The concert began with Stephen Lucky Mosko's piano movement from Indigenous Music II. Hearing the California E.A.R. Unit's Indigenous Music recording had prompted the title for my own Diasporic Music series, so it was great to hear this played live.
Indigenous Music II was followed by James Tenney's Essay (after a sonata). This piece is a sort of severely reductionist extension of part of Ives' Concord Sonata, which Tenney had been known to perform from memory. The entire piece was played by plucking strings within the piano, which placed it in a crystalline sound world outside timbral expectations. Plucked piano strings can often seem like a cheap gimmick, but the severe consistency of sound made it effective, reminding me of Lachenmann's Guero (though obviously VERY different).
Mel Powell's Etude and Prelude followed. Powell's two pieces showed the most direct connection to European modernism, and were well placed in the middle of the first half. Couched between composers he had worked with, taught, or his students had taught, one could imagine a sort of musical lineage. After Powell's music, Art Jarvinen's The Meaning of the Treat came across as an updated West Coast collusion of musical tendencies most aligned with Powell's background in both jazz and classical music. For Morton Subotnick's Trembling, Ray was joined by violinist Sarah Thornblade. Both players were amplified and processed through a trembling chorus-y phase. The aural sheen created a sonic fourth wall reminiscent of Stockhausen's Mantra.
The second half of the concert was a single exquisite corpse-style piece by current Calarts faculty.
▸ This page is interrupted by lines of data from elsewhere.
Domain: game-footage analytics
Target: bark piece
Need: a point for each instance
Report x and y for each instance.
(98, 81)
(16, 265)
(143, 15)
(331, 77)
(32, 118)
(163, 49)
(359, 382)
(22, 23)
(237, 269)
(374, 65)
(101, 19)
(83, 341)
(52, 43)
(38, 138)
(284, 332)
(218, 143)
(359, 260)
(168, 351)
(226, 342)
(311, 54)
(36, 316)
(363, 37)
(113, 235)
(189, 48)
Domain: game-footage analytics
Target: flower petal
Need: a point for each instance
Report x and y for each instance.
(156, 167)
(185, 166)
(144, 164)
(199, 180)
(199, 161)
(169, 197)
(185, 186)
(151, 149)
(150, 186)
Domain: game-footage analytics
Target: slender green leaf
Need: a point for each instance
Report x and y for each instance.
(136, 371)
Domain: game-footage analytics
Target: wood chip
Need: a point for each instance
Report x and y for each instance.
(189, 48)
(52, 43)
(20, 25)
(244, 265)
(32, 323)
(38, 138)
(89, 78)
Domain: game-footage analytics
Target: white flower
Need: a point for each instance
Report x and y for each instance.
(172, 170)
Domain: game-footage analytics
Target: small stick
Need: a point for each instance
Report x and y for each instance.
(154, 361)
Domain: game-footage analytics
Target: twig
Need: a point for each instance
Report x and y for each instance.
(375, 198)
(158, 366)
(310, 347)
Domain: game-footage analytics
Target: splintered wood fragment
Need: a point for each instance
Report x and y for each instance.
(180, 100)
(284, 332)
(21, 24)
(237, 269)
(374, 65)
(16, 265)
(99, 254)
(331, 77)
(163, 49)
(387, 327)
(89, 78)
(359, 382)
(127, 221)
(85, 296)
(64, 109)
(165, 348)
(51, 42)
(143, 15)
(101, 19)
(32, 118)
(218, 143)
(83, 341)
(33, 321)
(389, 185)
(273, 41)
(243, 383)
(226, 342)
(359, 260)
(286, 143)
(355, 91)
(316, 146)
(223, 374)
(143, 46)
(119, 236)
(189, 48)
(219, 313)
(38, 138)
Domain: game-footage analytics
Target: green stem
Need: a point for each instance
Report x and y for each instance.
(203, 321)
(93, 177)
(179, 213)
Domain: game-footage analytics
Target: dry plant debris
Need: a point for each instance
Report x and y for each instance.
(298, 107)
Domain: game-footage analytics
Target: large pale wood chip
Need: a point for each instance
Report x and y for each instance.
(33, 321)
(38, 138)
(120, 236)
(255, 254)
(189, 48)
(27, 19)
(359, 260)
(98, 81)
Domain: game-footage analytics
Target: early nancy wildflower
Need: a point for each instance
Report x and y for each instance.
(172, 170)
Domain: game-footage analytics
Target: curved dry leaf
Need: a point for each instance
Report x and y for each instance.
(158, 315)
I first heard of a musical exquisite corpse from Anne Lebaron, who uses the technique of collaborative composition in her Hyperopera classes (hyperopera being a term she coined and used to describe her opera Crescent City). The Exquisite Corps(e) was made up of thirteen sections, each by a different composer currently teaching up at Calarts. Though I couldn't always tell who wrote which part, each section displayed an individualistic musical voice that was drastically different from every other. The piece was alternately populated by bottom register clusters, e-bowed strings, spoken text, jazz extensions, spoons and motors in the piano strings, and more. The most surprisingly novel moment was when the theater was suddenly filled with bird calls, played by people planted throughout the audience, that were prompted by Ray playing a recorder. The piece ended with Ray speaking and playing kalimba while slowly meandering out the stage right door.
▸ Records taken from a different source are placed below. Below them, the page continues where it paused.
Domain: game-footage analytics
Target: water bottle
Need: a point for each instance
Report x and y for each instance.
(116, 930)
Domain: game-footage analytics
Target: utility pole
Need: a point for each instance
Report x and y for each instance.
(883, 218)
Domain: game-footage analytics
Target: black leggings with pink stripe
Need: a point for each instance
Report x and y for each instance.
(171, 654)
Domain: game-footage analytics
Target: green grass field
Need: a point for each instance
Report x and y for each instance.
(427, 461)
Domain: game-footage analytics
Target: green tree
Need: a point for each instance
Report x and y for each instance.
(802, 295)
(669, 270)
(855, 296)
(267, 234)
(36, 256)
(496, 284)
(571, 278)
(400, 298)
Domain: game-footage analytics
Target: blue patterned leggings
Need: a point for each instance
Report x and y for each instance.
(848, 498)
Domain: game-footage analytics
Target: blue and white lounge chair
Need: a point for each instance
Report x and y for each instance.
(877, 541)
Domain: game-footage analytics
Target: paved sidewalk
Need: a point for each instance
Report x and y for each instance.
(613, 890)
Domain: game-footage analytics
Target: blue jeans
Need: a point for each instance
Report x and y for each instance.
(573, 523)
I haven't mentioned much about Vicki Ray's playing, but it could go without saying that it was wonderful, bringing the right style of expression to each of the diverse pieces. What I found most interesting about the concert was the effective execution of a clear programmatic idea, which was to be a testament to the strength of one of LA's musical communities. As an encore, Ray gave a fittingly nostalgic performance of an early, jazzier piece by Mel Powell, one of the founders of that community.
When I arrived at Calarts in 2005, all of the composers on the first half of the program were still around except for Mel Powell. By the following fall, Lucky Mosko and James Tenney had passed away and Morton Subotnick had left. It felt like I had arrived at a key transitional moment, and this concert reminded me of that.